Und achten Sie auf das, was nicht gesagt wird. Ein Berater, der Ihnen im ersten Gespräch Ersparnisse verspricht, ohne Ihre Unterlagen gesehen zu haben, verspricht etwas, das er nicht wissen kann. Seriöse Beratung klingt zu Beginn unspektakulär: Sie stellt Fragen, statt Ergebnisse anzukündigen.

Gute Zusammenarbeit beginnt bei Ihren Unterlagen

Der größte Teil dessen, was Sie zahlen, ist Zeit. Wer eine Schachtel mit losen Belegen abgibt, bezahlt jemanden dafür, dass er sortiert. Das ist die teuerste Art, Ordnung zu schaffen, und sie ist vollständig vermeidbar. Sammeln Sie laufend statt einmal im Jahr, und legen Sie ab, was zusammengehört.

Wenn Sie selbständig sind, gilt das doppelt.
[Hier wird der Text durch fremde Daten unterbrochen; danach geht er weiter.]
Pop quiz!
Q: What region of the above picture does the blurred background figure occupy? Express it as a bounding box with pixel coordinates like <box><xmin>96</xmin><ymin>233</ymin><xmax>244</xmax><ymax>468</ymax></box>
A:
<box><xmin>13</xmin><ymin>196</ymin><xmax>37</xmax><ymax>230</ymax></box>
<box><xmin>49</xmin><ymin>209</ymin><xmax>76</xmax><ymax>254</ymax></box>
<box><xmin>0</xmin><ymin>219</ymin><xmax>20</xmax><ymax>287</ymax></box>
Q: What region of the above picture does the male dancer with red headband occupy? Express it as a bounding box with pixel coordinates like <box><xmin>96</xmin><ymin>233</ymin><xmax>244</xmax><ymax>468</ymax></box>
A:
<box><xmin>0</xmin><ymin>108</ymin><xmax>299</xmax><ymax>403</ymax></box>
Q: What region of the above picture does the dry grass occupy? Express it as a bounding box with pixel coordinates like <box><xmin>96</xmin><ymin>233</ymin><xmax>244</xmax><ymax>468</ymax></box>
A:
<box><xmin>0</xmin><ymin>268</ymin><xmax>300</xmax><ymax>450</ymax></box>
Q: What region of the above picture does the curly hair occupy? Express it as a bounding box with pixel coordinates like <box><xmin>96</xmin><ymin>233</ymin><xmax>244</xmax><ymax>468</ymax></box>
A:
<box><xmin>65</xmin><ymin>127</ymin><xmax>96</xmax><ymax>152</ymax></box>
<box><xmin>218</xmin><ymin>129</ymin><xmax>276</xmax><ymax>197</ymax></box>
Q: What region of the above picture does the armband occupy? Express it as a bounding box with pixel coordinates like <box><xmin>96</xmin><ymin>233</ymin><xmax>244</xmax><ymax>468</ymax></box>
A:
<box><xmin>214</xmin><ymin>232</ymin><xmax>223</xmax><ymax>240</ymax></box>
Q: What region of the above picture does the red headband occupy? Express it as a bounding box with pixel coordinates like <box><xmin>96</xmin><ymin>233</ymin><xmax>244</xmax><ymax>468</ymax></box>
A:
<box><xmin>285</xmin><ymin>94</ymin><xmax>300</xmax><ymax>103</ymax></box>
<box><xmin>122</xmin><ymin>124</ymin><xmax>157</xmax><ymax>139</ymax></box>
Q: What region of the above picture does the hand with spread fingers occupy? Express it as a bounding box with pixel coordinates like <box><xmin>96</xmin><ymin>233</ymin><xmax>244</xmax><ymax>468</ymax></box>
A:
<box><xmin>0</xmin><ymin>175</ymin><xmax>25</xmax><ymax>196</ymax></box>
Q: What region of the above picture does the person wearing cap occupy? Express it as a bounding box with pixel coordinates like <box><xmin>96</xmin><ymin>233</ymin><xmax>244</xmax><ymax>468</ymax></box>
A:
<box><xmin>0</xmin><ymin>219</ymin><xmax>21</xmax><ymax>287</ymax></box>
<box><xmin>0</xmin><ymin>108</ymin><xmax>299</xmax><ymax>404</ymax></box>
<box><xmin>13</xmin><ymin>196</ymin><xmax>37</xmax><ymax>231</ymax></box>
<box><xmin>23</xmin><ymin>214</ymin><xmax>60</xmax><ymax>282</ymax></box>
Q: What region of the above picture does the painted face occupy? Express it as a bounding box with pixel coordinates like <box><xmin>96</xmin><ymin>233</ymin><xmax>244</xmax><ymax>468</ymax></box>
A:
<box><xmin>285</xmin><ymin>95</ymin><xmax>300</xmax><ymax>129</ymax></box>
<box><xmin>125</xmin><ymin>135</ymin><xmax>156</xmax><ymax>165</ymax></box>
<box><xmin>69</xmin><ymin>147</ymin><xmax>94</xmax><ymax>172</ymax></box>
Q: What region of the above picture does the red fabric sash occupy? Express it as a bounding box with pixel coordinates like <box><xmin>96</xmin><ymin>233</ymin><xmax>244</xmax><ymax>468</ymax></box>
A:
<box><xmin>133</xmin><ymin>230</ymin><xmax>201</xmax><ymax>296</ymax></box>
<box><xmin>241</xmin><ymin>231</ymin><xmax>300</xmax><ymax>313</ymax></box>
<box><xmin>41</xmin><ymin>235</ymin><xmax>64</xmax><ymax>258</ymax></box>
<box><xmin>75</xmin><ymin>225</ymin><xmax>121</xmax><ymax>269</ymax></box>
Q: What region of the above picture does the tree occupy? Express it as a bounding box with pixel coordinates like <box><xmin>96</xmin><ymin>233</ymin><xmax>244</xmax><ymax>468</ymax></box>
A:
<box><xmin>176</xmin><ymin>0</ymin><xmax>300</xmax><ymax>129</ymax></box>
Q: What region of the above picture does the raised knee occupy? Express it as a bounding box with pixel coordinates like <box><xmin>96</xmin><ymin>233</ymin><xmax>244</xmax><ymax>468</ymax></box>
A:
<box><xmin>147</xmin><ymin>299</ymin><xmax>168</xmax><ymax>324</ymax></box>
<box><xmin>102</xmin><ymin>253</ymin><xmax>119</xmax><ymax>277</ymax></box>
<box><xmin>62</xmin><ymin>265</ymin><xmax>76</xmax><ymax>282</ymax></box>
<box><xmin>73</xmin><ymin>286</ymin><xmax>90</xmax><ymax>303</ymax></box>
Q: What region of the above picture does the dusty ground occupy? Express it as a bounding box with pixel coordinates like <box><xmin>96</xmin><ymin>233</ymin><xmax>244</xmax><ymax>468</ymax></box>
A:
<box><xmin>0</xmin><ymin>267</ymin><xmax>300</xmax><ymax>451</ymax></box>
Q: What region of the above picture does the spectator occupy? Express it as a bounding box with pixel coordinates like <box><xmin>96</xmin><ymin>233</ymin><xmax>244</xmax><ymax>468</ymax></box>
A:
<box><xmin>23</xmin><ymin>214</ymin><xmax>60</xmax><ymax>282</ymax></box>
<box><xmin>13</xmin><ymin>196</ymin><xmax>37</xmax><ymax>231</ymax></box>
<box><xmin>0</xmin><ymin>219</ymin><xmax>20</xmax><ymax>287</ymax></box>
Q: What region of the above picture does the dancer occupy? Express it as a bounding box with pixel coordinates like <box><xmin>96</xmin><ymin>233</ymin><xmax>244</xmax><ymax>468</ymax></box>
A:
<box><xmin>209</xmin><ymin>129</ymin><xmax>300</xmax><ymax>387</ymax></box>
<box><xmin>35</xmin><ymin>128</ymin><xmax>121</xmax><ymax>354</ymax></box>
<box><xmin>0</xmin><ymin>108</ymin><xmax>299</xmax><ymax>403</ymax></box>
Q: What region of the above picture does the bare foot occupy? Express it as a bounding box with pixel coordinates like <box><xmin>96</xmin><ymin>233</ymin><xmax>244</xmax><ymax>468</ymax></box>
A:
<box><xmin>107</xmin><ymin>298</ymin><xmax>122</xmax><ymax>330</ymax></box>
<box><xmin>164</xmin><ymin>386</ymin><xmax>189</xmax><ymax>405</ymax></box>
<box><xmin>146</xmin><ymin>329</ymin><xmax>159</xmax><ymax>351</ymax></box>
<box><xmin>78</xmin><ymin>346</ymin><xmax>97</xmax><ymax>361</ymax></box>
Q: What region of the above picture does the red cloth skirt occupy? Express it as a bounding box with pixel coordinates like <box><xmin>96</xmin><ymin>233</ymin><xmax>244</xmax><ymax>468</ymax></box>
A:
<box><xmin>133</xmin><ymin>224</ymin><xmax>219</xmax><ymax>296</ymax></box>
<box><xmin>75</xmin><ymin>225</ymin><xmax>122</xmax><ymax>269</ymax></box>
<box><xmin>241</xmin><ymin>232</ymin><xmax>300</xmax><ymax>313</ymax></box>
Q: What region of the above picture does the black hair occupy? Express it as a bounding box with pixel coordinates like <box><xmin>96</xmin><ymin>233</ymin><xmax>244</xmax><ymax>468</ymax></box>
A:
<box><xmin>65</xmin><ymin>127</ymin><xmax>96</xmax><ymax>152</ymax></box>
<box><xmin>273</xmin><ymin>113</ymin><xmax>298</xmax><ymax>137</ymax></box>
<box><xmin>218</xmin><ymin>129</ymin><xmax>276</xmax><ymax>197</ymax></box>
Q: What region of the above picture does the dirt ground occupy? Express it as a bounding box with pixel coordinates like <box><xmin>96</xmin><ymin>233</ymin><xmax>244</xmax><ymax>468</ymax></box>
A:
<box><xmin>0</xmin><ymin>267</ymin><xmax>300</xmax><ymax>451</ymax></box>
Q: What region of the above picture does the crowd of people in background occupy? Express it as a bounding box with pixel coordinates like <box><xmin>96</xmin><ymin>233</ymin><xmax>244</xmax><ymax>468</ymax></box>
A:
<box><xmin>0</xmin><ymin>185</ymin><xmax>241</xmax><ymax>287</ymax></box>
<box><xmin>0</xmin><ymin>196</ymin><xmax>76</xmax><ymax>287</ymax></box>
Eine saubere, laufend geführte Buchhaltung ist nicht nur billiger in der Bearbeitung. Sie sagt Ihnen unterjährig, wie es steht, statt Sie am Jahresende zu überraschen. Fragen Sie die Kanzlei, welches Verfahren sie bevorzugt, und richten Sie sich danach. Jede Kanzlei arbeitet mit einem eingespielten Weg, und wer sich darauf einlässt, bekommt schnellere und günstigere Arbeit.

Bringen Sie zuletzt Geduld mit. In den Monaten, in denen alle gleichzeitig etwas wollen, ist jede Kanzlei ausgelastet. Wer seine Unterlagen früh abgibt, ist früh dran. Wer wartet, wartet.

Kurz gefasst

Suchen Sie nach Schwerpunkt, nicht nach Nähe, und ordnen Sie vorher Ihren eigenen Fall. Prüfen Sie im ersten Gespräch, ob man Ihnen verständlich erklärt, denn davon hängt alles Weitere ab. Und geben Sie sortierte Unterlagen ab, weil Sie sonst Sortierarbeit zum Beraterhonorar einkaufen.